Luca 23:35-43
35 Il popolo stava a vedere, i capi invece lo schernivano dicendo: «Ha salvato gli altri, salvi se stesso, se è il Cristo di Dio, il suo eletto». 36 Anche i soldati lo schernivano, e gli si accostavano per porgergli dell’aceto, e dicevano: 37 «Se tu sei il re dei Giudei, salva te stesso». 38 C’era anche una scritta, sopra il suo capo: Questi è il re dei Giudei. 39 Uno dei malfattori appesi alla croce lo insultava: «Non sei tu il Cristo?
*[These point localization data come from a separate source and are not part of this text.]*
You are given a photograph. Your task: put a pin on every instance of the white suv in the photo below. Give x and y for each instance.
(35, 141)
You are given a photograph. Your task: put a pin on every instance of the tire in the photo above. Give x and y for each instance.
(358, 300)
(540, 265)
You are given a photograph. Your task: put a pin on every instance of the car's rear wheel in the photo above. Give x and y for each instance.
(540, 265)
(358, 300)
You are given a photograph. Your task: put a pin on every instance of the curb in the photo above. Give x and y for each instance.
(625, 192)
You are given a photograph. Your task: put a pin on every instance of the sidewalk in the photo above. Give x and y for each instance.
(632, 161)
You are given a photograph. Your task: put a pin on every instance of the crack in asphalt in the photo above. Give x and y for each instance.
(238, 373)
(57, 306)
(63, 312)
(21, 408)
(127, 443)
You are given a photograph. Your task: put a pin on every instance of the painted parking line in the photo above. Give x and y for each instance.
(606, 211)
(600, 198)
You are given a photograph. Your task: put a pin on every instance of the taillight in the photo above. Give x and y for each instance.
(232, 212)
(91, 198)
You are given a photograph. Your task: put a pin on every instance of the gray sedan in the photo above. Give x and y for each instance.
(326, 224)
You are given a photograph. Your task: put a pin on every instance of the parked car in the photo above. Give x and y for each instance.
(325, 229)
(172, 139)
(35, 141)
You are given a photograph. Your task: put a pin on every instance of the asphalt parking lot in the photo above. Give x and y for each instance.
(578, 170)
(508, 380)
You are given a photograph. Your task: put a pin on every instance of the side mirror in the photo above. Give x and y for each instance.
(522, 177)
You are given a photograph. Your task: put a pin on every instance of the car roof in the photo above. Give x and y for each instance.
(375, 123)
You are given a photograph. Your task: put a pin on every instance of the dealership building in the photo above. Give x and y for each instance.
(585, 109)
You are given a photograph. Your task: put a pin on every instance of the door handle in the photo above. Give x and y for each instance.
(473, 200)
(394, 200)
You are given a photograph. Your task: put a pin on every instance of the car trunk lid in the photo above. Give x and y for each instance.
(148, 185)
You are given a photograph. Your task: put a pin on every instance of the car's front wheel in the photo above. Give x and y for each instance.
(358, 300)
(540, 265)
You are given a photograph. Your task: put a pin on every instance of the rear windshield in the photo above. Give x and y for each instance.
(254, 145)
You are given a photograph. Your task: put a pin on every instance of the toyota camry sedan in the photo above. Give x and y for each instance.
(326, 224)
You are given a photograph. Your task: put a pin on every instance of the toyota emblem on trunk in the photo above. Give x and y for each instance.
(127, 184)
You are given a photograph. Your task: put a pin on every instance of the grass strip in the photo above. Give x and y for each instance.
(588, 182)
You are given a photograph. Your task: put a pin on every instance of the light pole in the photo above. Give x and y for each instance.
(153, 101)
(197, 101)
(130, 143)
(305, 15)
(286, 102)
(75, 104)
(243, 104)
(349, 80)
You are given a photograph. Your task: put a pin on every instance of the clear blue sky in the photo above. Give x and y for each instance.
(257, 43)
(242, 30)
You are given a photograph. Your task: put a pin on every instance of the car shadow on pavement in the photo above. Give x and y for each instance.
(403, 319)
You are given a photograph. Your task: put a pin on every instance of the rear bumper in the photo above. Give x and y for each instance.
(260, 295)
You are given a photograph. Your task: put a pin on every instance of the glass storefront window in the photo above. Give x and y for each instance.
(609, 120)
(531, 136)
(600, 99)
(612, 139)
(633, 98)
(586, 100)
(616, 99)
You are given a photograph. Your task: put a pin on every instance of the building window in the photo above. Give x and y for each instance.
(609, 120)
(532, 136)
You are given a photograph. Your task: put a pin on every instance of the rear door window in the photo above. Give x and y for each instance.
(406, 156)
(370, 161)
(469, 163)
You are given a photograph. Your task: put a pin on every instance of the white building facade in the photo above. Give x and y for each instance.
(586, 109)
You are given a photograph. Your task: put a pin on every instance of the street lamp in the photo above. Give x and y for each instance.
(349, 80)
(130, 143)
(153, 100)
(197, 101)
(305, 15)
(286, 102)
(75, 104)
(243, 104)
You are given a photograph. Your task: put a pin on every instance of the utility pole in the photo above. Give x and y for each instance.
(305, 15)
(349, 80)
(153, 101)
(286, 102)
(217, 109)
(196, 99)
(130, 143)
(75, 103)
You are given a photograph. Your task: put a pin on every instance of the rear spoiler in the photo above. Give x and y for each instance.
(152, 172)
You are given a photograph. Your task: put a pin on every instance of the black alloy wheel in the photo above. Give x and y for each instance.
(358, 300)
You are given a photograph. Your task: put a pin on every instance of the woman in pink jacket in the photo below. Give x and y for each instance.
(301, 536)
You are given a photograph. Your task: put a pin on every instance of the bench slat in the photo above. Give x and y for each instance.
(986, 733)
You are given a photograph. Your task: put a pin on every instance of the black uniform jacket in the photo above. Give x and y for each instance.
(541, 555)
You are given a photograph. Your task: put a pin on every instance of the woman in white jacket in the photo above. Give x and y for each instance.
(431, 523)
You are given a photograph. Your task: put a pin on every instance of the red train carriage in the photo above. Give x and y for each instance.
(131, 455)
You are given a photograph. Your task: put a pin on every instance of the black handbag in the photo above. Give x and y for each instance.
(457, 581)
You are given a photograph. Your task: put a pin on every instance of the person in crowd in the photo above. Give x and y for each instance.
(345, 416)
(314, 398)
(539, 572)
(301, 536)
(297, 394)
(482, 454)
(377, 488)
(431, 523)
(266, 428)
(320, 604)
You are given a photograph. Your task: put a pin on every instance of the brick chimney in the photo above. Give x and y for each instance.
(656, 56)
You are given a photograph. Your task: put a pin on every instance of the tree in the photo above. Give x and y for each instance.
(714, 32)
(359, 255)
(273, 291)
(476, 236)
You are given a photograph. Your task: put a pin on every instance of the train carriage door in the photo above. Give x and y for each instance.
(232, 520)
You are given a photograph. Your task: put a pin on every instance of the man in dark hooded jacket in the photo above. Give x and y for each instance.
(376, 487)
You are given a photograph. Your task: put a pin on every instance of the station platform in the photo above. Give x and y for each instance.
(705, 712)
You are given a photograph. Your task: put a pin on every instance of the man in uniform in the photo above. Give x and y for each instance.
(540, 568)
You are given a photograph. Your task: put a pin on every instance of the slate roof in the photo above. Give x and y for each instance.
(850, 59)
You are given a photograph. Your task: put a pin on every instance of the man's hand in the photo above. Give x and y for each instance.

Salva te stesso e anche noi!». 40 Ma l’altro lo rimproverava: «Neanche tu hai timore di Dio e sei dannato alla stessa pena? 41 Noi giustamente, perché riceviamo il giusto per le nostre azioni, egli invece non ha fatto nulla di male». 42 E aggiunse: «Gesù, ricordati di me quando entrerai nel tuo regno». 43 Gli rispose: «In verità ti dico, oggi sarai con me nel paradiso»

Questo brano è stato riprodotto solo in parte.